SEBI Introduces New Disclosure Formats for REITs and InvITs

The Securities and Exchange Board of India (SEBI), the regulatory body for capital markets, has taken a significant step towards promoting transparency and accountability in emerging investment vehicles like Real Estate Investment Trusts (REITs) and Infrastructure Investment Trusts (InvITs). SEBI recently introduced new disclosure formats for compliance reports on governance and annual secretarial reports, which will be implemented starting from the financial year 2024.

Objectives of the Introduction

The introduction of REITs and InvITs in India was aimed at providing investors with access to real estate and infrastructure projects, respectively, while enabling risk diversification through pooling arrangements. The new disclosure formats introduced by SEBI further enhance transparency and accountability within these investment vehicles. By mandating detailed reports on governance practices and secretarial compliance, investors can make more informed decisions and have increased confidence in the functioning of REITs and InvITs.

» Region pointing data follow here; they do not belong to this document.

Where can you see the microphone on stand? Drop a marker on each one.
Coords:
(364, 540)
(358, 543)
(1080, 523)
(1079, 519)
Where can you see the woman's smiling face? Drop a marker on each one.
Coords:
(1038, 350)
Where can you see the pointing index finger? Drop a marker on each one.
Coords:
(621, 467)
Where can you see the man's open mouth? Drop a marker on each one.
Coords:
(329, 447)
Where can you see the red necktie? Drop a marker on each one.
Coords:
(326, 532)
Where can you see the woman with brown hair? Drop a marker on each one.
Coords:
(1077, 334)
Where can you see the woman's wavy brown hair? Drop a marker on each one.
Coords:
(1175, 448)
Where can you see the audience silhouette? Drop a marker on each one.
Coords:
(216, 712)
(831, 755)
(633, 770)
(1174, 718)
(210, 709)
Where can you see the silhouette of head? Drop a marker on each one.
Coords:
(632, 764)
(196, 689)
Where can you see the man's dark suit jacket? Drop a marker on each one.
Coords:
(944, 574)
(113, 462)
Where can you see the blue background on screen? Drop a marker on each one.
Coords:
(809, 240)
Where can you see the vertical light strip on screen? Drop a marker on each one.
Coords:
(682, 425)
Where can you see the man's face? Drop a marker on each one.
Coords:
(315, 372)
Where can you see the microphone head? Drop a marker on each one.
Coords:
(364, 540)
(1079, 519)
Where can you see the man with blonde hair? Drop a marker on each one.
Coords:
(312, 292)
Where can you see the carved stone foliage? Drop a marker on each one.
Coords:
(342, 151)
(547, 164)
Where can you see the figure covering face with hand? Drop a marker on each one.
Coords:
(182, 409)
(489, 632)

Compliance Report on Governance

SEBI’s new disclosure formats require InvITs and REITs to provide detailed information regarding their governance practices. This includes disclosing the names of investment managers, the composition of their boards of directors, and the composition of committees. Moreover, quarterly reports must include information about board meetings, committee meetings, and other relevant governance activities. Investment managers are required to submit these reports to the stock exchanges within 21 days from the end of each quarter.

Annual Secretarial Compliance Report

  • SEBI mandates the appointment of a practicing company secretary by the investment manager of InvITs and REITs on an annual basis. The appointed company secretary is responsible for examining the compliance of all applicable rules and submitting a report to the investment managers.
  • The annual secretarial compliance report format requires investment managers to disclose regulatory compliance, any deviations from the rules, and observations made by the practicing company secretary. Furthermore, it necessitates the disclosure of actions taken against the InvITs and REITs, their promoters, directors, as well as actions taken to address previous report observations. The annual secretarial compliance report must be submitted to the stock exchanges within 60 days from the end of each financial year.

Inclusion in Annual Reports

It is important to note that both the governance report and the annual secretarial compliance report will be incorporated into the annual reports of the InvITs and REITs. This integration ensures that these reports are readily accessible to investors and stakeholders, providing them with a comprehensive understanding of the governance practices and compliance measures undertaken by these investment vehicles.

Preparing for the Financial Year 2023-24

As the financial year 2023-24 approaches, investment managers, practicing company secretaries, and other stakeholders involved in REITs and InvITs should familiarize themselves with the new reporting formats. Adequate preparation and understanding of the requirements will ensure smooth compliance with SEBI’s regulations and contribute to enhancing investor confidence in these investment vehicles.